Condo Development is Impacted
Individual home prices reached nearly $1 million until the government intervened. Although the price of homes has stabilized, owning a home for many Toronto residents is still not within reach. The good news, the bidding wars are over and the price of homes aren’t being driven up needlessly because of it. The negative side is that people are losing confidence in the market and fewer people are spending money to buy homes or upgrade their home, inevitably impacting future consumption.
One of the most direct impacts of the volatile housing market on CRE is on condos in Toronto. Last year, prices increased by nearly 20%. Many of the new condo developments attract families who cannot afford a single-family home. As families are looking for alternative housing options due to high prices, condos will become an attractive option.
The Office Market is Linked to the Housing Market
While the housing market has not directly affected the office market, the two are certainly linked simply because people who work in Toronto, also need a place to call home. Employers want to accommodate employees by being located in easily-accessible properties in a well-connected area. Owner-operators now need to be creative in where they place properties. An example of this is transforming warehouse space into new industrial-style residential property.
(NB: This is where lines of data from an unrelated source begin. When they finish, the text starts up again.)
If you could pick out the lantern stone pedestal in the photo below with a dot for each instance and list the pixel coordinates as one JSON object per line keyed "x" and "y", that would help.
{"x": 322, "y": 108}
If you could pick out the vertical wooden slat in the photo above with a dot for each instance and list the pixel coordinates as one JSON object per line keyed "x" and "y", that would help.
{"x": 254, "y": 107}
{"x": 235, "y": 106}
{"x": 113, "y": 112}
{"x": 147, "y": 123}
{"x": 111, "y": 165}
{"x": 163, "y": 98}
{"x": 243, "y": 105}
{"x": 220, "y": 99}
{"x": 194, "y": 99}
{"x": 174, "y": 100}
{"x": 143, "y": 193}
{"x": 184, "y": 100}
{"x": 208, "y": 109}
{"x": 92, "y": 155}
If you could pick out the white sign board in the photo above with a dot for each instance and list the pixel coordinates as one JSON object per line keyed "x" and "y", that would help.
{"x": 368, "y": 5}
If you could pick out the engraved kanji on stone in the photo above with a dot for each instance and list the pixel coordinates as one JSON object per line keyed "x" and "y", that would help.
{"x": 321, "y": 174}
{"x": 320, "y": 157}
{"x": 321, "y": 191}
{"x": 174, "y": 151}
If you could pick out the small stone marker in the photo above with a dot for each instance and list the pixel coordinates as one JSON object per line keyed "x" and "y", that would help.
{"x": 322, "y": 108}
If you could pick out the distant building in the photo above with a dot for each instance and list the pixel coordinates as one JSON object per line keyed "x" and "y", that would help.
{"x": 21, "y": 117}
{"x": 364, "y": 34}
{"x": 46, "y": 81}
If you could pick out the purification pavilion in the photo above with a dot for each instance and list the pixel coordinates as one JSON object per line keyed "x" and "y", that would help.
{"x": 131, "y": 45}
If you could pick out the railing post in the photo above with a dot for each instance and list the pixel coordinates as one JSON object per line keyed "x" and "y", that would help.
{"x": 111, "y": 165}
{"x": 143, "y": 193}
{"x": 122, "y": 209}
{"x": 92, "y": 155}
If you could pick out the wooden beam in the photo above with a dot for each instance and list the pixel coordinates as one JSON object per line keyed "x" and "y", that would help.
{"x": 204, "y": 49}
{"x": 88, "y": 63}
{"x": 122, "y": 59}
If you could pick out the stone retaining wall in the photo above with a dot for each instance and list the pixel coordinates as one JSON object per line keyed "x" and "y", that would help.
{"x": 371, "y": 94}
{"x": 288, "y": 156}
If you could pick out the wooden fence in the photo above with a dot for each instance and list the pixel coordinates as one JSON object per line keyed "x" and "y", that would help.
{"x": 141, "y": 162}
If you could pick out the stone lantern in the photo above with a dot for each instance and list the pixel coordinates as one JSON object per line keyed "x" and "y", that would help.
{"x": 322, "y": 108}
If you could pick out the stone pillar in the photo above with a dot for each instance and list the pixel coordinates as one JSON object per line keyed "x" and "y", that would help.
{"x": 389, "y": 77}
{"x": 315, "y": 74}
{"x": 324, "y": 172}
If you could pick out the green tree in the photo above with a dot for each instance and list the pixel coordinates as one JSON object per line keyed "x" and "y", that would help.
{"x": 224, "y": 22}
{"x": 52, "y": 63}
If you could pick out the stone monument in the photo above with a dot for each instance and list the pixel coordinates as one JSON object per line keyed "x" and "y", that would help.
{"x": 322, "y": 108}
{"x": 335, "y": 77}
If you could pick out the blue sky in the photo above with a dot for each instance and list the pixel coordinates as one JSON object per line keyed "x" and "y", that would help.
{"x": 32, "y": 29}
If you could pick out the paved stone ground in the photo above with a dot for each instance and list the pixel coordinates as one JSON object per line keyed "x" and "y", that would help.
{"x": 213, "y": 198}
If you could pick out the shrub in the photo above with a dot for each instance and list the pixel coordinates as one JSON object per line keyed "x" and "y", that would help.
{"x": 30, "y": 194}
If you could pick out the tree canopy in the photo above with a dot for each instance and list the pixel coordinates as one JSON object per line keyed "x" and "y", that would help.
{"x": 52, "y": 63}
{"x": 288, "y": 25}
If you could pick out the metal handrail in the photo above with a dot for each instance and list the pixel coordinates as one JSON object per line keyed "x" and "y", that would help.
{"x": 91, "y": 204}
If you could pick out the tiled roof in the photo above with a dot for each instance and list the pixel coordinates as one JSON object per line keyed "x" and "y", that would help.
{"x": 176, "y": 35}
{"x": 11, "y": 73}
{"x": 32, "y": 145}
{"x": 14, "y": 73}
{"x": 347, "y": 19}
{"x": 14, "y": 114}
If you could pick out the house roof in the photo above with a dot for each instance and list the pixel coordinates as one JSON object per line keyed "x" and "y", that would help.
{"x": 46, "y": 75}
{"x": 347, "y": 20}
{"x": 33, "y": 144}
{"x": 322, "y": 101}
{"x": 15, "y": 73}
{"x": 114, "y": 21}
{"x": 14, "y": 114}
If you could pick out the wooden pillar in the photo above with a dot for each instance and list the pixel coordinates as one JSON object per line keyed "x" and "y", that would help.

Commercial properties become highly attractive when they have the potential to be transformed into high-rise residential towers like malls can. Along with that, malls have ample parking and has the space to be redeveloped into residential property. The increasing cost of housing in Toronto presents trouble to commercial developers since now the city’s conditions favor residential development over commercial development. The bottom line is commercial buyers can’t compete with residential developers when it comes to price.
Investors Continue to Pour Money Into CRE Despite Housing Woes
When the housing crisis hit Toronto just two years ago, CRE investors continued to pour money into CRE and reached $14.5 billion. Despite a volatile housing market, the strong economy boosted CRE fundamentals in Canada and kept the market successful. While the economy is strong now, there is trepidation about the future. The economy is still fragile and a substantial increase in interest rates could force the market to take a dark turn. A rate increase has the potential to incite a recession and the repercussions could affect the country in nearly every CRE sector.
The commercial real estate industry in Canada has been record-setting for the past nine years, surpassing the average expansionary cycle of six years. Canada and Toronto have the potential to rewrite history and continue in its healthy cycle, but only time will tell.